Es ist gut, dass es Punkt Eins gibt, eine ORF-Sendereihe, die immer wieder Lob verdient, nicht jedoch die jüngste Ausgabe zum Jahrestag der russischen Invasion in der Ukraine.

Udo Bachmair

Der renommierte ORF-Kultur- und Informationssender Ö1 ist dieses Mal in seiner Sendung „Punkt Eins“ seinem insgesamt zu Recht guten Ruf nicht gerecht geworden. Die komplexe Causa Ukrainekrieg ist vom eingeladenen „angeblichen“ (O-Ton eines Hörers) Experten Alexander Dubowy mit dem in den Leitmedien üblichen rein westlichen Narrativ abgehandelt worden.

Jede andere, jede differenzierende Sicht wird der Einfachheit halber mit dem Vorwurf abgetan, sie sei genährt von russischer Propaganda bzw. russischer Desinformation. Dass jeder Krieg auch ein informationskrieg ist und demnach beide Kriegsparteien Propaganda betreiben, scheint neben dem Experten auch Moderator Philipp Blom nicht bewusst zu sein.
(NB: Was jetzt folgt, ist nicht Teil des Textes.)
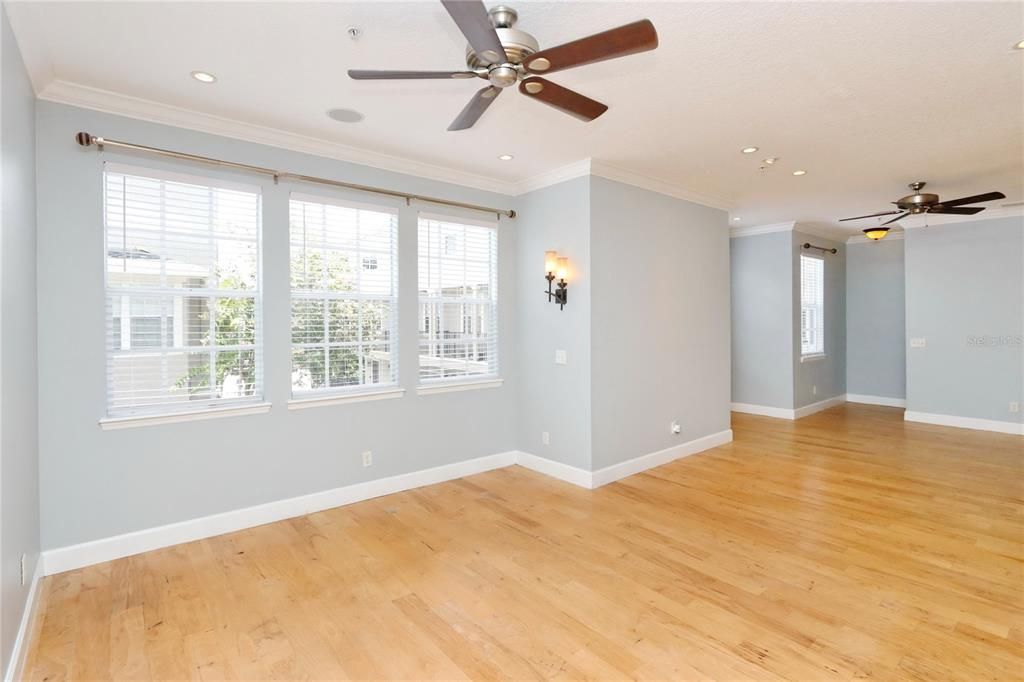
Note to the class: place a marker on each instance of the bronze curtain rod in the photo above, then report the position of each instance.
(86, 139)
(808, 245)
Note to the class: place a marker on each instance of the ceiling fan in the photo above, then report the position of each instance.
(504, 55)
(921, 202)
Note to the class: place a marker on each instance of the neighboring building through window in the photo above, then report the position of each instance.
(344, 294)
(182, 292)
(458, 283)
(812, 324)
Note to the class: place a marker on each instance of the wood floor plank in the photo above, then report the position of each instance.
(849, 544)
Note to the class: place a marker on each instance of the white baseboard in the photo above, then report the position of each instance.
(108, 549)
(818, 407)
(876, 399)
(18, 654)
(651, 460)
(965, 422)
(569, 474)
(763, 411)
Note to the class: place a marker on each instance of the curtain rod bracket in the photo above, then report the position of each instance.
(86, 139)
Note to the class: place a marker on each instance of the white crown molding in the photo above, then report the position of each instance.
(935, 219)
(891, 237)
(554, 176)
(145, 110)
(754, 230)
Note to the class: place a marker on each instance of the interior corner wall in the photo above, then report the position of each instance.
(659, 327)
(555, 398)
(965, 296)
(876, 320)
(762, 313)
(823, 378)
(98, 483)
(18, 425)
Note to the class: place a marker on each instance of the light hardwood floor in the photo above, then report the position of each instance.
(845, 545)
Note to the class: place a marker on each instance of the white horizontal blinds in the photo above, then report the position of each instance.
(344, 270)
(182, 293)
(812, 295)
(458, 315)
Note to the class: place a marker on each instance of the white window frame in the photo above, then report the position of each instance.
(357, 392)
(142, 415)
(492, 379)
(812, 310)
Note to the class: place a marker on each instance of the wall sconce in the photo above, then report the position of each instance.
(556, 268)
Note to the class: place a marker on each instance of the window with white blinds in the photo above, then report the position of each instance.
(344, 269)
(183, 304)
(812, 304)
(458, 282)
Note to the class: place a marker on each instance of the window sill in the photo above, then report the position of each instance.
(430, 389)
(812, 357)
(115, 423)
(343, 398)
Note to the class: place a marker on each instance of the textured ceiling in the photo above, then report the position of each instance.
(864, 96)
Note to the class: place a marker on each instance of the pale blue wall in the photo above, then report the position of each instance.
(18, 426)
(876, 320)
(659, 327)
(98, 483)
(555, 397)
(762, 320)
(965, 283)
(828, 373)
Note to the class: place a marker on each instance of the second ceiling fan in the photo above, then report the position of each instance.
(505, 55)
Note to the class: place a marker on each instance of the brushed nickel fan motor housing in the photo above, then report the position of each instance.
(518, 45)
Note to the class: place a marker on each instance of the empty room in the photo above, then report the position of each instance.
(457, 340)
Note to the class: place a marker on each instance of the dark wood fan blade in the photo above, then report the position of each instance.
(475, 109)
(977, 199)
(629, 39)
(873, 215)
(472, 18)
(966, 210)
(400, 75)
(567, 100)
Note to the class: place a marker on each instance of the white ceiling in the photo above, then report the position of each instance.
(865, 96)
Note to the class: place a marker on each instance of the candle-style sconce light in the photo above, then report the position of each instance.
(556, 268)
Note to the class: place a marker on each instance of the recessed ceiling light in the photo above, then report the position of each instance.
(345, 115)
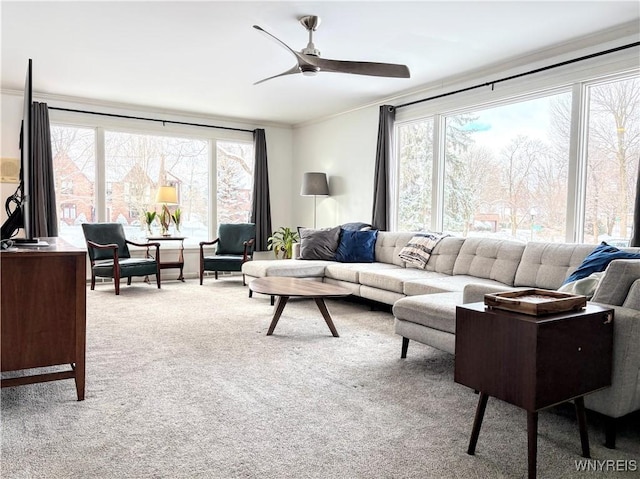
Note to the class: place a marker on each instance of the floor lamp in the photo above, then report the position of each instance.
(314, 184)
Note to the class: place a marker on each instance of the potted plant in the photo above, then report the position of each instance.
(177, 214)
(282, 242)
(149, 217)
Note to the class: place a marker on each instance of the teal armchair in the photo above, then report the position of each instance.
(233, 247)
(110, 257)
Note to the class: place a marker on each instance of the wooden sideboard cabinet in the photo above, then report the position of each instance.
(533, 362)
(43, 317)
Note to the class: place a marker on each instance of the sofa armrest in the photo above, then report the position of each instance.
(623, 397)
(616, 282)
(474, 292)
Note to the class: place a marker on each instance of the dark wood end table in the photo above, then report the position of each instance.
(533, 362)
(179, 263)
(285, 288)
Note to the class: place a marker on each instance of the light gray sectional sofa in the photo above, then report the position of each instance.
(463, 270)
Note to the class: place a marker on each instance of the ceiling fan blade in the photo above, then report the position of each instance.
(292, 70)
(298, 55)
(360, 68)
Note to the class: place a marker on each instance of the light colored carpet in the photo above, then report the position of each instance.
(182, 382)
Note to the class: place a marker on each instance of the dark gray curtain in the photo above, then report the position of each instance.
(261, 211)
(44, 216)
(383, 163)
(635, 239)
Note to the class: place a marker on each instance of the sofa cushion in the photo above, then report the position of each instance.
(358, 226)
(351, 271)
(419, 248)
(436, 311)
(319, 244)
(443, 256)
(442, 283)
(489, 258)
(390, 279)
(356, 246)
(292, 268)
(546, 265)
(388, 246)
(597, 261)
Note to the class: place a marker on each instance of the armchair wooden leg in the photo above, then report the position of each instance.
(116, 278)
(610, 432)
(405, 346)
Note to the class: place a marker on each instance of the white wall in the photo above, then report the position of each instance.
(10, 119)
(344, 147)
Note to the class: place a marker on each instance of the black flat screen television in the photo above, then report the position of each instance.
(18, 205)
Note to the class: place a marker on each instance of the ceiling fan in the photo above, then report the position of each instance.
(310, 63)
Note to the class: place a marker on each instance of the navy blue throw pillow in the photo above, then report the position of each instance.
(356, 246)
(598, 260)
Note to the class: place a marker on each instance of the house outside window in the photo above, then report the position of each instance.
(135, 164)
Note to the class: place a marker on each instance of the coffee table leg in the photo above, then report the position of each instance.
(532, 439)
(582, 424)
(282, 301)
(327, 317)
(477, 423)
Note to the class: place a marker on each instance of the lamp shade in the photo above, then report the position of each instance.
(314, 184)
(167, 195)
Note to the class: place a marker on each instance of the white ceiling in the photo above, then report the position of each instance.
(203, 57)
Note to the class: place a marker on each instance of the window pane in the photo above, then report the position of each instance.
(74, 164)
(136, 165)
(235, 181)
(506, 170)
(613, 150)
(415, 168)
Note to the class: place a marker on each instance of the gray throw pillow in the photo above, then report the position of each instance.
(319, 244)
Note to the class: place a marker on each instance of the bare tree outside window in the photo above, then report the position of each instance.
(415, 167)
(613, 153)
(505, 171)
(137, 165)
(235, 162)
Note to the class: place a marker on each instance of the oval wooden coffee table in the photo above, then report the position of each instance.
(285, 288)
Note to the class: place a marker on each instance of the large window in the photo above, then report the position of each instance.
(136, 165)
(234, 181)
(547, 167)
(415, 158)
(112, 176)
(506, 170)
(74, 163)
(613, 152)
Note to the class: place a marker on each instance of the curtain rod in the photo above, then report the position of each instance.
(150, 119)
(537, 70)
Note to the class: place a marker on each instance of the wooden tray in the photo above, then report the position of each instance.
(535, 302)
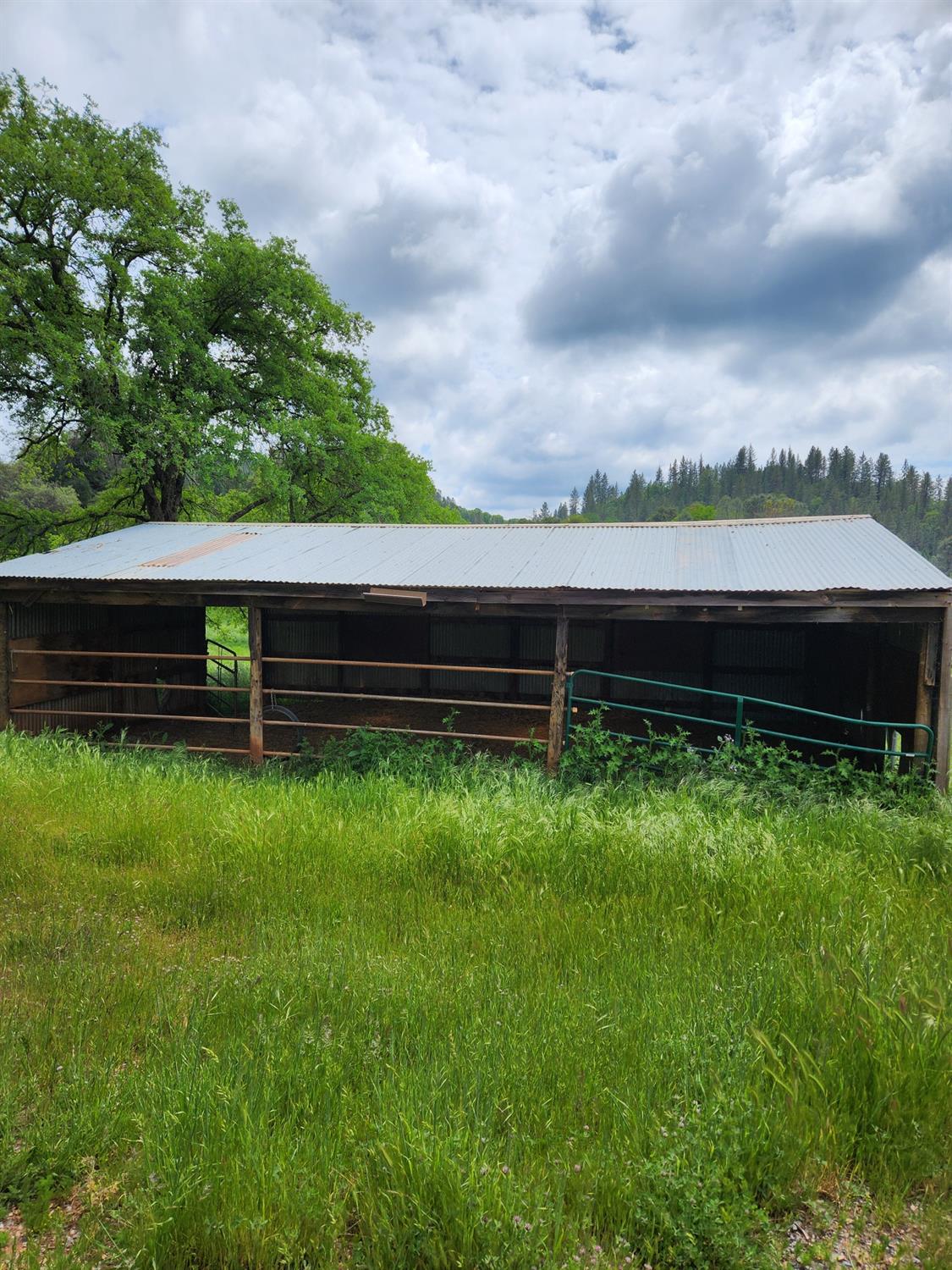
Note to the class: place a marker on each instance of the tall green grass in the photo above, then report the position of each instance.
(476, 1021)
Anders ist es nicht zu erklären, dass Blom als Moderator seine Rolle insofern missbraucht hat, als er seiner persönlichen Meinung mit längeren Stellungnahmen Ausdruck gegeben und statt kritischem Nachfragen an den Studiogast das westliche Narrativ uneingeschränkt bedient hat.
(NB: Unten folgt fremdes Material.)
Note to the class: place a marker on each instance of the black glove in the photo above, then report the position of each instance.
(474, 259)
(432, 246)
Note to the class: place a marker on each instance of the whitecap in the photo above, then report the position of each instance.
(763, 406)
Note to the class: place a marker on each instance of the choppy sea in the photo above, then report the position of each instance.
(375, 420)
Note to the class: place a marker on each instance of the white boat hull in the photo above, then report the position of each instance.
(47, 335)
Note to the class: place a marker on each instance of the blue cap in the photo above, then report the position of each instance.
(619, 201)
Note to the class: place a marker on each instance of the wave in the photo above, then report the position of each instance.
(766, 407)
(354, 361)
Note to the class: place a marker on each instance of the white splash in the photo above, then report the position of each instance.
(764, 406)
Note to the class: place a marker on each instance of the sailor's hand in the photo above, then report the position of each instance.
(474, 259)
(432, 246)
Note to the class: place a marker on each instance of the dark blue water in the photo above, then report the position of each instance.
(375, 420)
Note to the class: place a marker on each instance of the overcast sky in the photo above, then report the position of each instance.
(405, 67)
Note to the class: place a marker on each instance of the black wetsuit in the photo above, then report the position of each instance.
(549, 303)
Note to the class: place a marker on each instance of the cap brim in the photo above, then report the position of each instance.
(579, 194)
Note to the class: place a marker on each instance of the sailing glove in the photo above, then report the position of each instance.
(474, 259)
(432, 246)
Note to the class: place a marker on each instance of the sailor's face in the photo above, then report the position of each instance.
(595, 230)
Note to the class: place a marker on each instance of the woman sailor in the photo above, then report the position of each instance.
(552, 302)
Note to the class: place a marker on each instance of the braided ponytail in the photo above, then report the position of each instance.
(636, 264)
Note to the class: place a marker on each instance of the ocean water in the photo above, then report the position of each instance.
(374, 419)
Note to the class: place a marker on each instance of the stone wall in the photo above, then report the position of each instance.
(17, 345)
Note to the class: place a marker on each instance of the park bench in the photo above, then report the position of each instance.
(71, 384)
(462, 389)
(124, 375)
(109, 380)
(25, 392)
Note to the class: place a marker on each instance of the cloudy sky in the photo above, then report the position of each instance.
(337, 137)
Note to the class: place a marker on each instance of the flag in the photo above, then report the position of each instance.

Hörer, die die Einseitigkeit der Sendung kritisiert haben, sind mit dem Trick des ständigen Dazwischenfragens und Dagegenhaltens am Ausführen ihrer Gegenpositionen immer wieder unterbrochen worden. Kein freundlicher Dienst am Kunden sowie kein Vorbild, auch andere Meinungen ungehindert zu Wort kommen zu lassen.
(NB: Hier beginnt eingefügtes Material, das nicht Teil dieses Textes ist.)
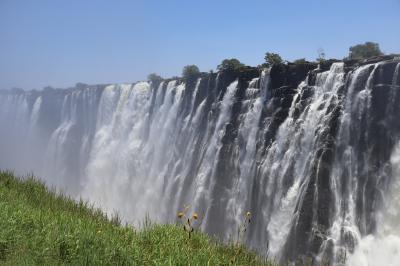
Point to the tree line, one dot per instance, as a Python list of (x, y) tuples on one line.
[(356, 52)]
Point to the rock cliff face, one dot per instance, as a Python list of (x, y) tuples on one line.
[(308, 149)]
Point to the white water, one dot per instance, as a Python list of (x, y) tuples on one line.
[(137, 150)]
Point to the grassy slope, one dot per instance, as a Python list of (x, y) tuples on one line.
[(40, 227)]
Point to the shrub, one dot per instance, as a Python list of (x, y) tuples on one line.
[(190, 72), (154, 79), (363, 51), (300, 61), (273, 59), (230, 65)]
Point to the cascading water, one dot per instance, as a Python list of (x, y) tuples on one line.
[(316, 162)]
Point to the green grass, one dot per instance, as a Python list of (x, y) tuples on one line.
[(39, 227)]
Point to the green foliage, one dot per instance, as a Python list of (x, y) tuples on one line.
[(300, 61), (273, 59), (364, 51), (154, 79), (190, 72), (321, 56), (39, 227), (230, 65)]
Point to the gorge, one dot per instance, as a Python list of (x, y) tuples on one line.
[(313, 152)]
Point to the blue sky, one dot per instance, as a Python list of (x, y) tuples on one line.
[(60, 43)]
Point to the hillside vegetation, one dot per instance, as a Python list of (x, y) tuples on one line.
[(39, 227)]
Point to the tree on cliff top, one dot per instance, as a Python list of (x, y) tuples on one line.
[(190, 72), (230, 65), (364, 51), (273, 59), (154, 79)]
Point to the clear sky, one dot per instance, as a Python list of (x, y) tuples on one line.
[(62, 42)]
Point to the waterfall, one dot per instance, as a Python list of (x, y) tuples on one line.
[(312, 153)]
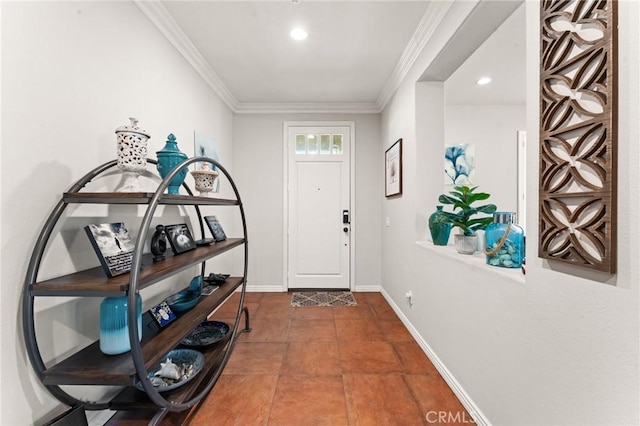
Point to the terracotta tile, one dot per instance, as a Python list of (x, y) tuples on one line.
[(434, 397), (383, 311), (368, 357), (274, 310), (311, 358), (318, 400), (355, 312), (358, 329), (380, 399), (255, 358), (413, 359), (313, 312), (312, 330), (267, 330), (394, 330), (238, 400)]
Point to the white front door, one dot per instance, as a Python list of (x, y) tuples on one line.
[(318, 207)]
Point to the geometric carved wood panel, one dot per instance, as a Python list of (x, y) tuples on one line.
[(578, 119)]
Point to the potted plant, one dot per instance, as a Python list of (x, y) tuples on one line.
[(464, 216)]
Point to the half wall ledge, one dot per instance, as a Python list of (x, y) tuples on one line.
[(476, 260)]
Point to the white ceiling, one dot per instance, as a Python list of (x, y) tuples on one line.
[(352, 60)]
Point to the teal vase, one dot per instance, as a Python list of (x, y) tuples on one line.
[(440, 227), (504, 241), (168, 158), (114, 325)]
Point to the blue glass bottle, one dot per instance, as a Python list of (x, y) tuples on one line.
[(168, 158), (504, 241), (439, 227), (114, 327)]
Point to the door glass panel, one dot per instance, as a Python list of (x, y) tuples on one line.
[(325, 144), (337, 144), (301, 144), (313, 144)]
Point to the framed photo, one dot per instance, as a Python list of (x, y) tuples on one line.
[(162, 314), (393, 170), (180, 238), (216, 228)]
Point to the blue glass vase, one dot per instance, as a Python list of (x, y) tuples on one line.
[(168, 158), (440, 227), (114, 328), (504, 241)]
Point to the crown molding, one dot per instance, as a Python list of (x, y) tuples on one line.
[(432, 17), (162, 19), (313, 107)]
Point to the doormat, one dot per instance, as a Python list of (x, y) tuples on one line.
[(301, 299)]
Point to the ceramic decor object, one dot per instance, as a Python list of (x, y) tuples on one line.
[(132, 155), (168, 158)]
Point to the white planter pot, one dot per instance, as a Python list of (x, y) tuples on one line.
[(466, 244)]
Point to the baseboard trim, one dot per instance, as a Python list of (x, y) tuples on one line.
[(475, 413)]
Die Sendung brachte für politisch Interessierte und wache BürgerInnen jedenfalls keinen Erkenntnisgewinn. Außer, dass sich auch Ö1 (in der erwähnten Sendung) vor den Karren westlicher Aufrüstungspropaganda und plump antirussischer Polemik spannen hat lassen. Schade. Eine Chance ist vertan worden, eine komplexe Causa einigermaßen sachlich und differenziert zu betrachten.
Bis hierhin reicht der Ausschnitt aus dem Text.